A prominent critic has stood up for the fragile ‘tyrannical male maestro’. Here’s why he’s missing the point.
12 November 2020, 12:14 | Updated: 16 November 2020, 08:57
‘A display of egoism and power from a conductor is often necessary for a good performance’ – not necessarily, we argue, especially if they come with oft-cited bullying and inappropriate behaviour...
A prominent critic has used the coveted page space of a weekly national magazine to stand up for The Male Maestro.
Of all the things there are to talk about in wonderful classical music, The Spectator has come to the “tyrannical” conductor’s rescue in a piece entitled ‘In defence of the tyrannical male maestro’.
The article is, luckily, more balanced than its headline and statement that accompanies it – “a display of egoism and power from a conductor is often necessary for a good performance, hiring female conductors will not change a thing.”
But it’s all nevertheless missing the point. Here’s why...
Read more: This music meme is all over social media, and it’s wrong in every way >
The headline
Think about how this headline reads outside our (mostly) beautiful classical music bubble.

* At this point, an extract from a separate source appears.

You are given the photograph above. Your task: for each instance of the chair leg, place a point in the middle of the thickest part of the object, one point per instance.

“In defence of the tyrannical male film director.”
“In defence of the tyrannical male CEO.”
These headlines wouldn’t run in respected national publications about any other industry, so why do we allow them to go unchallenged in ours? Music should be about beauty, passion and powerful performances – not about cranking up tired arguments to prop up the status quo and stick up for “tyrannical” behaviour.
Read more: Women can’t be conductors and here are all the reasons why >
The whole is the sum of its parts
After this deliberately eye-catching headline and statement, writer Ivan Hewett lists three main “crimes” that male conductors are essentially accused of by history, and widely associated with – two of them unquestionably despicable – and yet he still defends the “tyranny” that allows them – here’s why we’re calling that out.
Naming Herbert von Karajan, Leonard Bernstein and Georg Solti, he writes, “These days if anyone mentions their names it’s only to list their crimes: tyrannising long-suffering orchestral players, commanding colossal fees, and in many cases looking on any female musician who comes within groping distance as fair game.”
Hewett roundly condemns bullying, and sexual assault. Good. And he defends high pay checks – a big earner for a label, is a big earner overall, and should be rewarded. That’s generally how capitalism works and it’s a good point.
But you can’t stand up for the whole – “in defence of the male maestro”, remember – and conveniently ignore the parts you have condemned. That’s how we got into this mess in the first place and see orchestral members bullied and musicians sexually harassed.
If something truly great can only be so with abhorrent side effects, it must cease to be supported, and must be eradicated. Nothing’s that great if it comes with suffering.
Reputation is earned
Hewett fairly surmises that call-out culture can result in a group of individuals being tarred with the same brush, as it were.
Just because some great and powerful maestros exhibited questionable behaviours – or “appalling” and “abhorrent” ones, to use Hewett’s language – other brilliant conductors surely must not bare the reputation, male or otherwide.
But a reputation that one trait, e.g. dominance and ego, may well come with another, e.g. bullying orchestral players, has in the past been fairly earned, and it doesn’t hurt for us to be wary of potentially destructive behaviour tropes – so that they can be eradicated.
Women conductors aren’t being hired to eradicate the ‘tyrannical maestro’
Hewett’s argument centres around the idea that the increase hiring of women to direct the world’s great orchestras is to try and solve the three crimes attributed to male maestros.
Wrong.
Women are being hired as the imbalance of history that held women to their homes and the status of The Wife is being righted.
Women are finally training. Women are finally getting to fulfil great careers. And these women you see are the very best at what they do.
“How much better, and safer, to have a conciliatory woman on the podium,” Hewett writes before he unpicks it.
He goes on to name check greats like City of Birmingham Symphony Orchestra’s Mirga Gražinytė-Tyla, Royal Scottish National Orchestra’s Elim Chan, and others, but says he’s sceptical that females will change the orchestra-conductor relationship – they will still have powerful egos. It’s the kind of people conducting draws.
And he says “sparks will still fly in rehearsals” with women leading them.
We say yes, let them fly. The sparks were always fine – and crucial – but it’s the other stuff that means defending “tyrannical male maestros” must not fly.
Look, no one’s saying that on-the-podium relationship of strong leader producing spectacular sounds from respectful colleagues needs to disappear – they’re saying the “tyrant” has to go, the “maestro” must no longer be the sum of despicable parts, and having more women reflects the society – pretty much half men, half women – that we live.
Now, can we get back to the job of making and sharing the most wonderful music ever made, please? Maybe that can be the next thing one of us writes about in the coveted space rarely offered to classical music in a widely-read weekly magazine.